The Power That Preserves opens several years later. The spirit of High Lord Elena, now a slave to Foul, uses the Staff of Law against her own people. The Land is in perpetual winter as Covenant and his friend, Foamfollower, journey to the very heart of Foul's dominion to try and defeat the evil lord, rescue Elena's soul and set matters to right once again in the Land.
The Covenant saga has Chronicles of Narnia-like ties to the real world, which sets it apart from Tolkien and most other fantasy series of the time. The reality between the two worlds couldn't be more different; a savior (at least of sorts) in one, he's a pariah in the other. Significantly, Covenant never really believes that he's in another world, merely lying in a coma somewhere. There are enough hints in the book to keep definite confirmation at bay -- one of the more enticing and original aspects of the series. The tension throughout is excellently conceived and built upon. Donaldson is obsessed with describing the inner world of his characters and manages to touch on levels of emotion and insight not seen very much up to the point the trilogy was written.
This is not a story for readers who like Good Guys to win against Bad Guys. Donaldson employs broken, repugnant human beings as believable, if miserable and flawed, heroes. Covenant is not easy at all to like, if such a thing is even possible. Many readers put the book down after the rape scene, vowing never to return. Donaldson does make a genuine attempt to have Covenant face and attempt to weed out the festering sores that drove him to commit terrible acts, creating a character that we can understand, if not necessarily excuse.

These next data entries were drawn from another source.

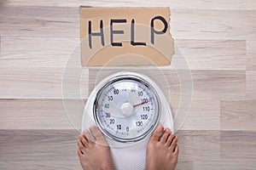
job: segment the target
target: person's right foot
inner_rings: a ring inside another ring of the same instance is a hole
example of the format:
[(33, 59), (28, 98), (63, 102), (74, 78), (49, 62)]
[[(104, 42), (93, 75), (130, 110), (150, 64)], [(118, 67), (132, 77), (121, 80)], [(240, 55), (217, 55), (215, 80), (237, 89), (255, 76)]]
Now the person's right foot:
[(177, 137), (169, 128), (158, 126), (148, 144), (146, 170), (174, 170), (177, 162)]

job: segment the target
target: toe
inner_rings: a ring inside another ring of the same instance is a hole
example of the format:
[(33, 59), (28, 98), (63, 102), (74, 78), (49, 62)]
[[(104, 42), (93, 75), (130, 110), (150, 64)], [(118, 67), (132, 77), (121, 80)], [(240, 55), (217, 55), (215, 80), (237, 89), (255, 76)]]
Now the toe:
[(162, 144), (166, 143), (166, 140), (167, 140), (169, 135), (170, 135), (170, 128), (166, 128), (165, 130), (165, 133), (164, 133), (163, 136), (161, 137), (161, 139), (160, 139)]
[(94, 143), (94, 139), (90, 136), (90, 133), (88, 130), (84, 130), (83, 132), (84, 136), (85, 136), (86, 139), (88, 140), (89, 143)]
[(177, 156), (177, 154), (178, 154), (178, 146), (177, 145), (176, 145), (173, 154)]
[(90, 128), (90, 131), (97, 143), (102, 144), (106, 144), (107, 142), (106, 142), (105, 137), (98, 127), (92, 126)]
[(80, 150), (78, 150), (78, 155), (79, 158), (84, 156)]
[(79, 149), (82, 151), (82, 152), (85, 152), (86, 148), (84, 146), (84, 144), (82, 144), (82, 142), (79, 140), (78, 142), (78, 145), (79, 145)]
[(88, 144), (88, 140), (84, 138), (84, 136), (83, 134), (79, 135), (79, 140), (86, 147), (86, 145)]
[(177, 137), (176, 136), (173, 139), (173, 140), (172, 140), (172, 142), (171, 144), (171, 146), (170, 146), (170, 148), (171, 148), (172, 150), (174, 150), (175, 147), (177, 146)]
[(169, 135), (167, 141), (166, 141), (166, 145), (169, 147), (173, 140), (173, 139), (176, 137), (174, 133), (172, 133)]
[(157, 142), (159, 141), (159, 139), (163, 134), (164, 127), (163, 126), (158, 126), (156, 129), (153, 132), (152, 137), (150, 139), (151, 141)]

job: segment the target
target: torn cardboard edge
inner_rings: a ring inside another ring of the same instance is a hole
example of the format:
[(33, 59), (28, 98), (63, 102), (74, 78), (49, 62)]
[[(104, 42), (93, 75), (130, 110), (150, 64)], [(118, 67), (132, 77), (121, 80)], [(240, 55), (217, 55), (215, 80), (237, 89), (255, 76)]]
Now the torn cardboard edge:
[(168, 65), (169, 7), (80, 7), (83, 66)]

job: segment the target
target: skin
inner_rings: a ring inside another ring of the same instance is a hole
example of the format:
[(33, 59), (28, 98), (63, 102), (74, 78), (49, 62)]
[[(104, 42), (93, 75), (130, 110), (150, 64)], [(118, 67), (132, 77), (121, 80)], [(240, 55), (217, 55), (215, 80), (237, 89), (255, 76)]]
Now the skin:
[[(148, 144), (146, 170), (174, 170), (177, 162), (177, 137), (158, 126)], [(84, 170), (115, 169), (110, 148), (96, 126), (79, 135), (78, 154)]]
[(177, 137), (169, 128), (158, 126), (148, 144), (146, 170), (174, 170), (177, 162)]
[(90, 131), (84, 130), (78, 142), (78, 154), (83, 169), (114, 169), (110, 148), (104, 135), (96, 126), (90, 127)]

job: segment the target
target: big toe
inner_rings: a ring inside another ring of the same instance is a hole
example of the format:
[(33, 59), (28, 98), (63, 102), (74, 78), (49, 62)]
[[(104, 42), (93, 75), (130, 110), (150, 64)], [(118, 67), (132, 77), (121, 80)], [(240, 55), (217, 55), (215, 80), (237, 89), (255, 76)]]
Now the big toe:
[(159, 141), (160, 138), (163, 134), (164, 127), (163, 126), (158, 126), (155, 130), (152, 133), (151, 141), (157, 142)]
[(101, 144), (107, 144), (105, 137), (98, 127), (92, 126), (90, 128), (90, 131), (97, 143)]

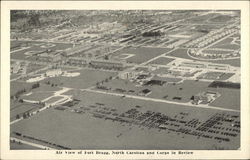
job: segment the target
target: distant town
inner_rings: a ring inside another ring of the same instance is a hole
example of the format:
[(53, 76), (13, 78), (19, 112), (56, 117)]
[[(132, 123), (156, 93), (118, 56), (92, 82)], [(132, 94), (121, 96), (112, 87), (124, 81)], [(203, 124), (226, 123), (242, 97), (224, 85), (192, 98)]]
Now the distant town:
[(10, 149), (240, 149), (240, 11), (12, 10)]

There is a great deal of genuine prose amid the rather turgid phrasing. Donaldson has a Wagner-like love of such themes as fear and despair. His characters are imbued with the same emotion and intensity as Tolkien's, but they are much more complex. Donaldson's ebullient descriptions are overflowing with detail where compression would definitely have helped moved the story along -- yet the words are sometimes quite insightful, with a hypnotic, crystalline clarity and an amazing breadth and scope in terms of the details they describe, whether it's a human emotion or a character. It's one of the most unique, disturbing series that the genre has to offer, and it's either a breakthrough or deeply cynical, depending on how you look at it.